The researchers call the core problem a “knowledge-action gap.” It is exactly what it sounds like.
Business decisions are mostly based on fixed conditions while sports betting is a more fluid and mutable market, which makes things difficult for these models. “KellyBench requires agents to maintain coherent intent across potentially thousands of sequential decisions, monitor the consequences of those decisions, and close the loop between observation and action,” researchers argue.
We’re not there yet, obviously.
The models could articulate the right strategy, diagnose when something was broken, and identify the cause of their losses, but then failed to verify their code actually implemented what they planned, failed to notice when execution diverged from intent, and failed to act on their own findings.
GLM-5 wrote three separate self-critique documents during its run. Each one correctly identified that its hardcoded 25% draw rate and overestimation of home advantage were destroying its returns. At one point, with its bankroll around £44,200, it noted that its predicted 40% home win rate was only hitting 30% in reality. It never changed the code. It kept betting the same way until the money was gone.

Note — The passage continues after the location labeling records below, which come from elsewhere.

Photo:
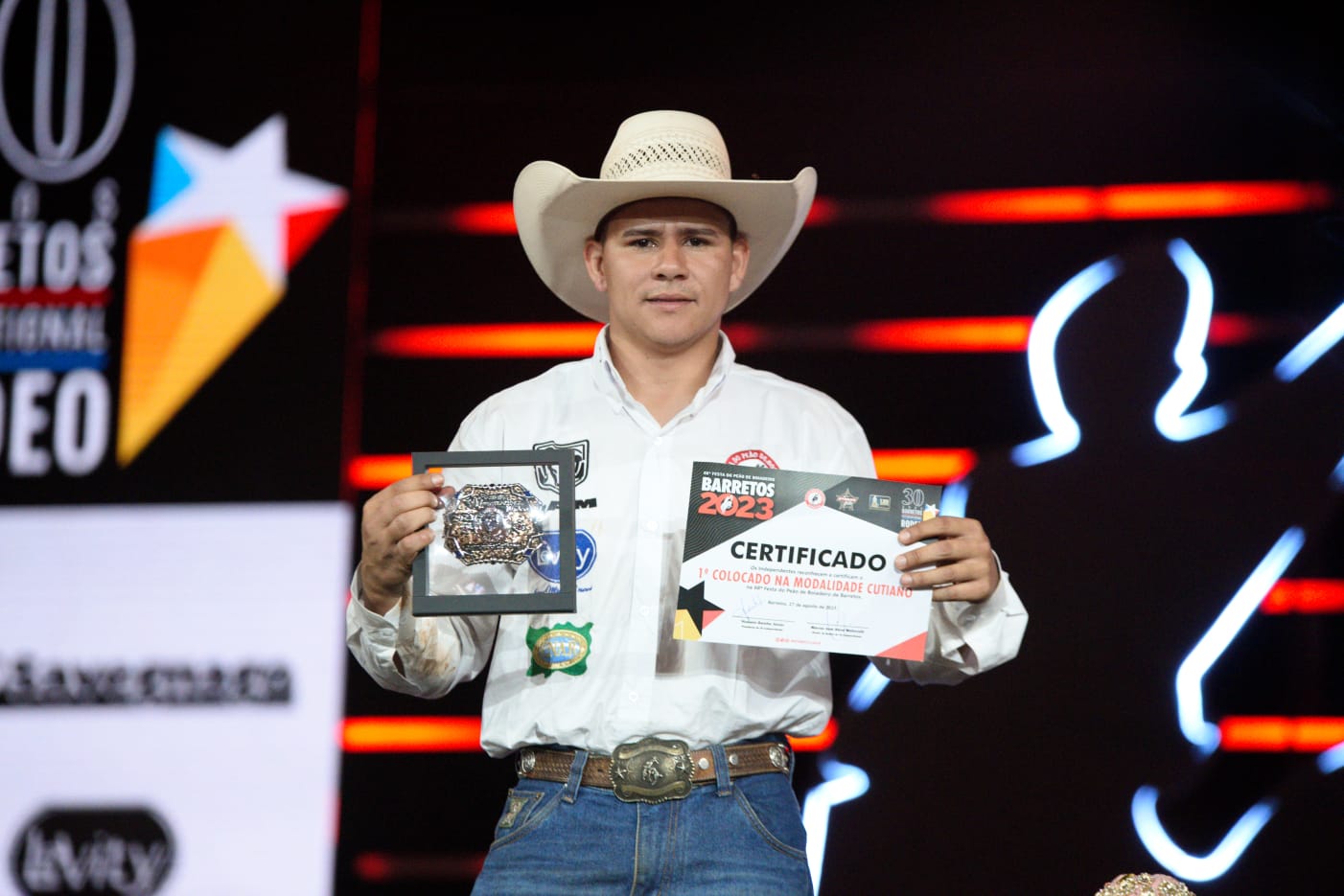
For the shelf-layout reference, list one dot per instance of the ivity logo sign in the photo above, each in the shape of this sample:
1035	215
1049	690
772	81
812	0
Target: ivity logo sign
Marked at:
123	851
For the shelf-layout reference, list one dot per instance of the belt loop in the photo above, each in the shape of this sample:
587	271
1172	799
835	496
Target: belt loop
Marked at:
571	786
721	770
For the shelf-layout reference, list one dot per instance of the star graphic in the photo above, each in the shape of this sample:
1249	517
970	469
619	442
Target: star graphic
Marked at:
247	186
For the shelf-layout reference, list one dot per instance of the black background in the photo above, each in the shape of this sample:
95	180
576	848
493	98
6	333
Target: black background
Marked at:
1124	552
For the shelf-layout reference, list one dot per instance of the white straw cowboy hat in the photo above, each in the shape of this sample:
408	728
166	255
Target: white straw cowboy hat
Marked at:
654	154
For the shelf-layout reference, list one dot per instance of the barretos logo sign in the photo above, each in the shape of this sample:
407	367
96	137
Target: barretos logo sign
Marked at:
121	851
203	269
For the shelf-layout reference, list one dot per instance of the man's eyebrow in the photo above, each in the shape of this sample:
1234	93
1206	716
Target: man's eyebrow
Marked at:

Kimi K2.5 did something arguably more impressive and more tragic. It wrote a mathematically correct fractional Kelly staking function—the right formula, properly structured. Then it never called it. A formatting bug caused the model to send a broken bash command roughly 50 times in a row. Its reasoning noted the problem. It then sent the identical broken command again. An accidental £114,000 bet—98% of its remaining bankroll—on a Burnley versus Luton match finished the job.

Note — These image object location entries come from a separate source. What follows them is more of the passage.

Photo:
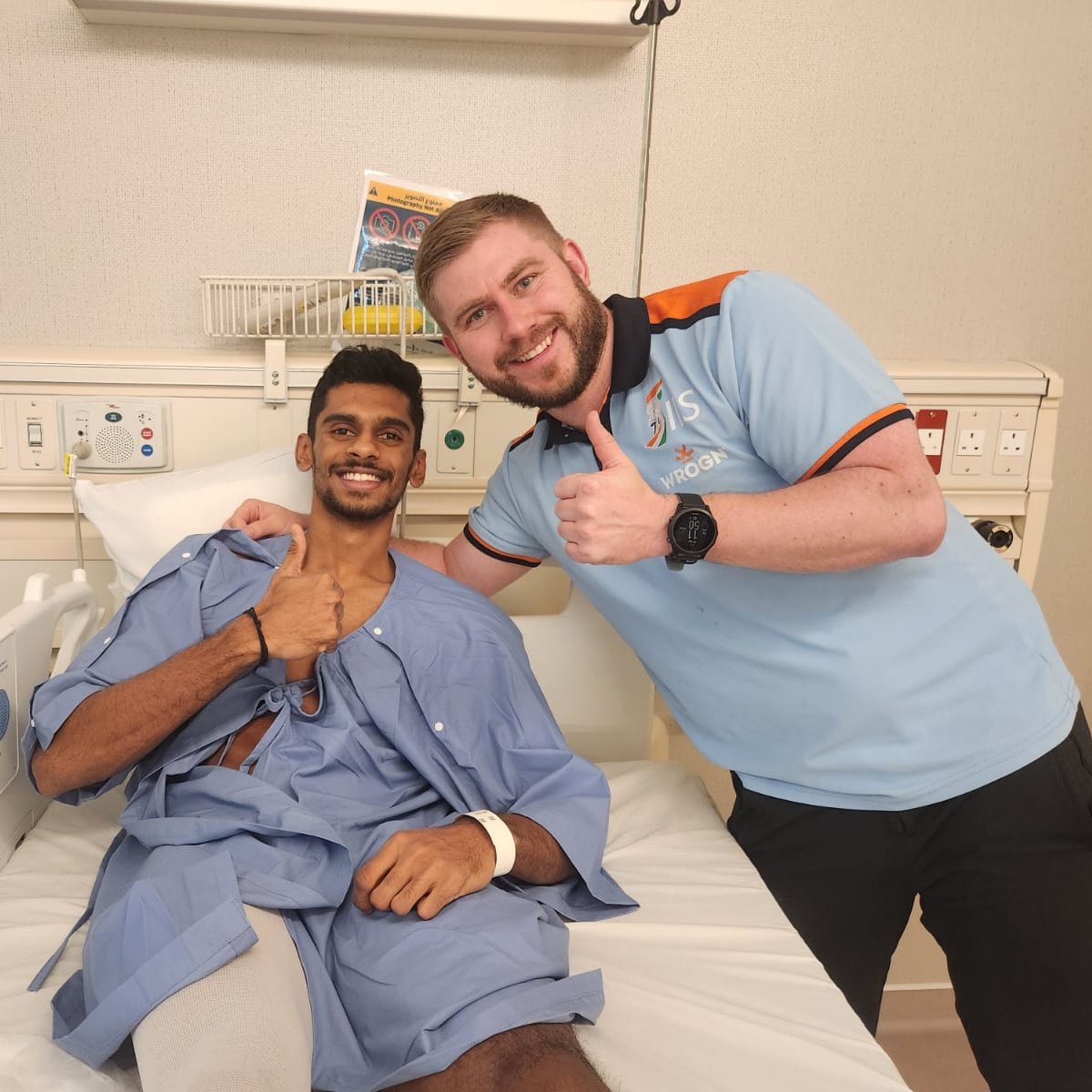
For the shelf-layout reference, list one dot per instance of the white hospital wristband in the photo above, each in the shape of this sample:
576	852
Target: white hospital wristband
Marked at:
501	838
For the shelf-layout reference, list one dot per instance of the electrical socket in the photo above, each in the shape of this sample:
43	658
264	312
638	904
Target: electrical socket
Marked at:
932	440
971	441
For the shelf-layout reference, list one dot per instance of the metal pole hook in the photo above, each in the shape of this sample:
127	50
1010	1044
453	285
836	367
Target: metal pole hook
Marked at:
654	14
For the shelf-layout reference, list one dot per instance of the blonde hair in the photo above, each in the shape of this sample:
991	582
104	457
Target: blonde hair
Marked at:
457	228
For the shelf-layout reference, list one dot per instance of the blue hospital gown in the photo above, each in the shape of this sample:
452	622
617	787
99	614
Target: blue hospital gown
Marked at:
426	711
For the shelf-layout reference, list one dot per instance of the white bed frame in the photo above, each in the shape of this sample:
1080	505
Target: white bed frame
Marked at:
708	986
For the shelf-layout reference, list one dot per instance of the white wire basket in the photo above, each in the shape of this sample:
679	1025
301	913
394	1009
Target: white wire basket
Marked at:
378	304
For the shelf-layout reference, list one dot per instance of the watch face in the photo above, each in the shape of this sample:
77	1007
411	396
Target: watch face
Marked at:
693	532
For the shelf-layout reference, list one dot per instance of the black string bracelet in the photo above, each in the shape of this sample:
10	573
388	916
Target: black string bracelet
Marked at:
261	636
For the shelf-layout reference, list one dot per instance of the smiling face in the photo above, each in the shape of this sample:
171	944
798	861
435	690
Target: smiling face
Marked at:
363	453
520	316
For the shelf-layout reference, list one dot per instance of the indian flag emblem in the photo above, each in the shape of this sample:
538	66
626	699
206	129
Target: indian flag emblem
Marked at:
656	421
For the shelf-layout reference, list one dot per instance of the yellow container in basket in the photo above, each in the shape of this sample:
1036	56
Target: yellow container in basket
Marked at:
377	319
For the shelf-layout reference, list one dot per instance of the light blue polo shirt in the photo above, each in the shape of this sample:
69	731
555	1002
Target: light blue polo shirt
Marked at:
888	687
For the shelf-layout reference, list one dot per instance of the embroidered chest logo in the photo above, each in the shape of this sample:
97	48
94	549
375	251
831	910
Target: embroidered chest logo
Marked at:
667	415
656	421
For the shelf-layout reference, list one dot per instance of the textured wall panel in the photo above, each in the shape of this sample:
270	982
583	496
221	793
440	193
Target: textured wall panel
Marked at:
136	158
925	169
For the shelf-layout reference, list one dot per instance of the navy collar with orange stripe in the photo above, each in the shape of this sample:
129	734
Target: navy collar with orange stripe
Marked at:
629	365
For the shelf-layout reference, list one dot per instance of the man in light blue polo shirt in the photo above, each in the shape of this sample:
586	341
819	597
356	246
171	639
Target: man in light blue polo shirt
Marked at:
729	475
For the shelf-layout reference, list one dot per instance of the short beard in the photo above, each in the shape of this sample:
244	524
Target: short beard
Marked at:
589	334
363	512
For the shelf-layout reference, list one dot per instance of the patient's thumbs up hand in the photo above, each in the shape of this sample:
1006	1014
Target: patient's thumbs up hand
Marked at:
300	612
293	563
611	516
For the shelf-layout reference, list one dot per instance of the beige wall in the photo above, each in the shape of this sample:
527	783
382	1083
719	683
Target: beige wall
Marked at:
925	169
136	159
922	167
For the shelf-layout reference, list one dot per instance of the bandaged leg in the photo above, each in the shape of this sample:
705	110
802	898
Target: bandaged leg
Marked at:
245	1027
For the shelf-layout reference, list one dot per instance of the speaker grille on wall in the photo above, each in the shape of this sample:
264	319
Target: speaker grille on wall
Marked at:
114	443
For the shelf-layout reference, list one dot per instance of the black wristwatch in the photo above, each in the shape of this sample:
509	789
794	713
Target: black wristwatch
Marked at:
692	532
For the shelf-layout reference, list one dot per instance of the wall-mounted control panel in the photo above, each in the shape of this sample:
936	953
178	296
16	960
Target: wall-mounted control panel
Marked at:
121	435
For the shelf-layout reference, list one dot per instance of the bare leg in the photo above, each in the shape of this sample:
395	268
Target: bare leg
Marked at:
535	1058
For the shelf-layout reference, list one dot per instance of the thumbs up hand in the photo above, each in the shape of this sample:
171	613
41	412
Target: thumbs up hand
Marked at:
300	612
611	517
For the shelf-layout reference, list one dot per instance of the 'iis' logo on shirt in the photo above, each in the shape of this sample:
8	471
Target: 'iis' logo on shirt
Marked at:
667	415
656	421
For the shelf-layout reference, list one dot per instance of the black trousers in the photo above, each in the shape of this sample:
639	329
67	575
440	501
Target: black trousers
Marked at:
1005	878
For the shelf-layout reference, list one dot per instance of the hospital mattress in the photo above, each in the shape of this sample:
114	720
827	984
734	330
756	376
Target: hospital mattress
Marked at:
708	986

GPT-5.4 was the most methodical. It spent 160 tool calls building models before placing a single bet, then calculated that its log-loss (0.974) was barely worse than the market’s (0.971) and concluded it had no edge. It spent the rest of the season placing penny bets to preserve capital. Sound reasoning.

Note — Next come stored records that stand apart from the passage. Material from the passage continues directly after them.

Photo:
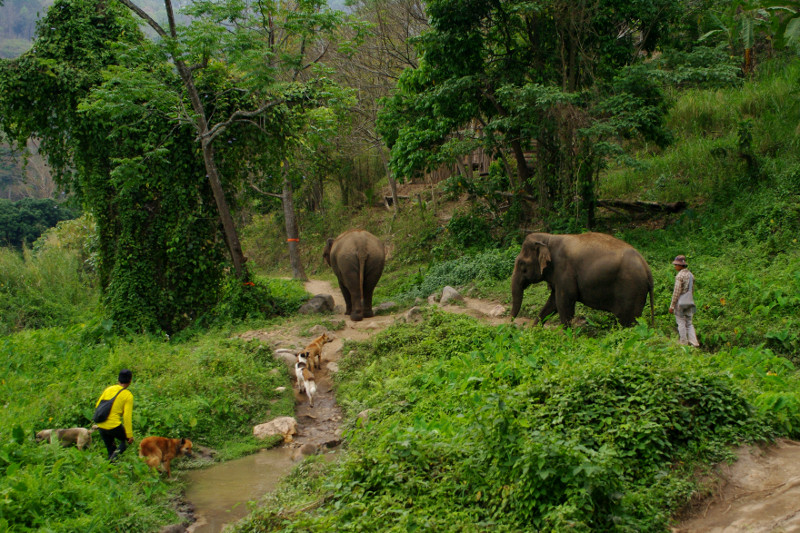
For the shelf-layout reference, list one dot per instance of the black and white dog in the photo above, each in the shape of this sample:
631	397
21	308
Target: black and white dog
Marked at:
305	379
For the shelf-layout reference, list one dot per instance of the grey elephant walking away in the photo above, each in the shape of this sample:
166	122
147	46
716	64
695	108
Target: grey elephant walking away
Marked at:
598	270
357	258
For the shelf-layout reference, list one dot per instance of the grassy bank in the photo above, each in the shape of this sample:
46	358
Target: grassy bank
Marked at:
211	388
485	428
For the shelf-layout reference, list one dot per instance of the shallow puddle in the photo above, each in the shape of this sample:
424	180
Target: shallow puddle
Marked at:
220	493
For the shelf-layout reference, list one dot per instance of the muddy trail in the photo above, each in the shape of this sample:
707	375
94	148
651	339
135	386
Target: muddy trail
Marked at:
760	493
319	427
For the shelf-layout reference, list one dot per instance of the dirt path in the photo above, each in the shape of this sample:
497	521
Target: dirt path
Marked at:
760	493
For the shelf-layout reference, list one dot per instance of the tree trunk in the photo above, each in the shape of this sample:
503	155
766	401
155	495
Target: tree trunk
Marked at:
392	182
201	124
292	235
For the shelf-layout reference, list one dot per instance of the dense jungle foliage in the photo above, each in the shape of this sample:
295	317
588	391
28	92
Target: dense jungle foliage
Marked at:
470	426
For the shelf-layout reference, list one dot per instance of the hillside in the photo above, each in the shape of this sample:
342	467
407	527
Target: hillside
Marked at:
450	421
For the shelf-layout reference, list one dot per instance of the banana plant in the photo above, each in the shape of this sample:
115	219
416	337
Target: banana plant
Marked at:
741	20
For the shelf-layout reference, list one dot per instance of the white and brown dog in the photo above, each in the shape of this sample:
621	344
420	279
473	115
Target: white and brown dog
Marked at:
314	350
80	437
305	378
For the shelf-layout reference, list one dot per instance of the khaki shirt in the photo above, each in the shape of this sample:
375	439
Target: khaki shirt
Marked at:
682	282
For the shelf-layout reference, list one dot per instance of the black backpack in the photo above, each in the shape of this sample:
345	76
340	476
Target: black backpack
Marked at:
104	408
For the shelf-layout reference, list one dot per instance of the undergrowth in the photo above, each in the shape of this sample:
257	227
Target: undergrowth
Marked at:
472	428
209	388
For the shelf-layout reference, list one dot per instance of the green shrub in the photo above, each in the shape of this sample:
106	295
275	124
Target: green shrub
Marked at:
473	427
210	389
24	221
486	266
43	289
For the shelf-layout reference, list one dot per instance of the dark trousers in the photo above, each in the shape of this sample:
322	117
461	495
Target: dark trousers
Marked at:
109	438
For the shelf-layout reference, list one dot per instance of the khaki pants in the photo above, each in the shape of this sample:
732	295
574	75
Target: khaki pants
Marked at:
685	326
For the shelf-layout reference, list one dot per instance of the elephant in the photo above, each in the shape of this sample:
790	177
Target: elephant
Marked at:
357	258
598	270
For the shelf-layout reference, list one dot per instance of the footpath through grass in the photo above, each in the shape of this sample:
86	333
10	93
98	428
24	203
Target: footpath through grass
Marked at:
210	388
474	428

OpenAI’s model lost 13.6% on average. One seed alone cost roughly $2,012 to run.
Ross Taylor, General Reasoning’s CEO and former Meta AI researcher, told the Financial Times that most AI benchmarks operate in “very static environments” that bear little resemblance to the real world. “There’s a lot of excitement about AI automation, but there haven’t been many attempts to evaluate AI in long-term, real-world environments,” he said.
The General Reasoning team didn’t immediately respond to a request for comments by Decrypt.
To measure strategy quality beyond raw returns, the researchers built a 44-point sophistication rubric with quantitative betting fund experts—covering feature development, stake sizing, non-stationarity handling, and execution. Claude Opus 4.6 scored highest at 32.6%. Less than a third of available points. On the best model.
Higher sophistication scores significantly predicted lower bankruptcy rates (p = 0.008) and correlated with better overall returns. The models are not failing because the market is unbeatable. They are failing because they are not using what they have.
This fits a pattern. Research published last year found AI models develop something resembling gambling addiction when told to maximize rewards—going bankrupt up to 48% of the time in simulated slot machine tests. A separate real-money crypto trading competition found the same reliability problems over extended periods.
The best-performing model averaged a final bankroll of £89,035—a net loss of £10,965 on a normalized £100,000 starting stake. Gradient boosting, fractional Kelly staking, months of Premier League football, state of the art performance… all just to get rekt.